Of course, the hindsight comments come in about how everybody knew it, that Stansbury never did this, that we “saw more post feeds in the first half than we saw the previous six years,” for example. However, WKU’s defense was very intense, they subbed often, and they played real Hilltopper Basketball: High paced, live action, and using the inside to open up the outside.
While you may scoff at getting so excited about defeating a Division II program, do keep in mind that Kentucky Wesleyan beat Louisville and was competitive with another quality program in St. Louis. For WKU to dominate them by 26, and do it going away, is just another trendsetting statement about how things are changing in the men’s side of Diddle Arena, and if it continues at this pace, no one needs to wait until 2025 before WKU accomplishes a decade old goal: Getting back to the top of the conference mountain.
WKU’s road to glory gets much tougher from here. Western goes to Wichita to take on Wichita State Thursday night in maybe WKU’s biggest non-conference test, even if some other quality mid-major programs are on the docket (games Buffalo, Austin Peay, Albilene Christian and Wright State highlight the pre-CUSA slate).
Unlike the women, who have a murderer’s row, WKU’s schedule looks inviting, but I’m not buying the “easy” argument when you consider the amount of the opponents that have had quality postseason runs recently that are lined up for WKU to play.
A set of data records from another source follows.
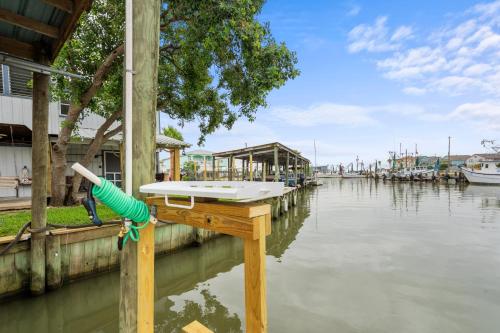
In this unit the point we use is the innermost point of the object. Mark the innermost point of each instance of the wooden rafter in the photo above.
(69, 25)
(17, 48)
(28, 23)
(65, 5)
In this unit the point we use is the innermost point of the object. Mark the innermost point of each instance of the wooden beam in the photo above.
(64, 5)
(195, 327)
(28, 23)
(69, 25)
(238, 209)
(17, 48)
(255, 282)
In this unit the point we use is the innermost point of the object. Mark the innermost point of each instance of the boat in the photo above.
(485, 172)
(488, 172)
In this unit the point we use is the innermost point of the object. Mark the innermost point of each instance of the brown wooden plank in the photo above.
(195, 327)
(229, 225)
(70, 236)
(240, 209)
(65, 5)
(28, 23)
(255, 282)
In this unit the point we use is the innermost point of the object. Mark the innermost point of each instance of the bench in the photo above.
(10, 182)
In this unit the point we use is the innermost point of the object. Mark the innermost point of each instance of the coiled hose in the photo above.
(124, 205)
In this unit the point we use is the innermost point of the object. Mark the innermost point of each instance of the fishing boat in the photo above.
(486, 172)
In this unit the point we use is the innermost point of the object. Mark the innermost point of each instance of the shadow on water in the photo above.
(92, 305)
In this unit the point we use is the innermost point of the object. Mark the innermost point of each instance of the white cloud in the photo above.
(477, 69)
(415, 91)
(324, 114)
(376, 37)
(403, 32)
(354, 10)
(462, 57)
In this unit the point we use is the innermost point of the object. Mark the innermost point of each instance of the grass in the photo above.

WKU could win every game individually on its schedule, but it could also lose several if the Tops do not play well.
Hilltopper Nation is abuzz with the debut of Steve Lutz, his newcomers, and the returning players from 2023. That was beyond expectation, and Steve Lutz turned a skeptical Diddle into a bunch of cautiously thrilled alumni and fans.
Conference USA, get ready, cause here come the Tops!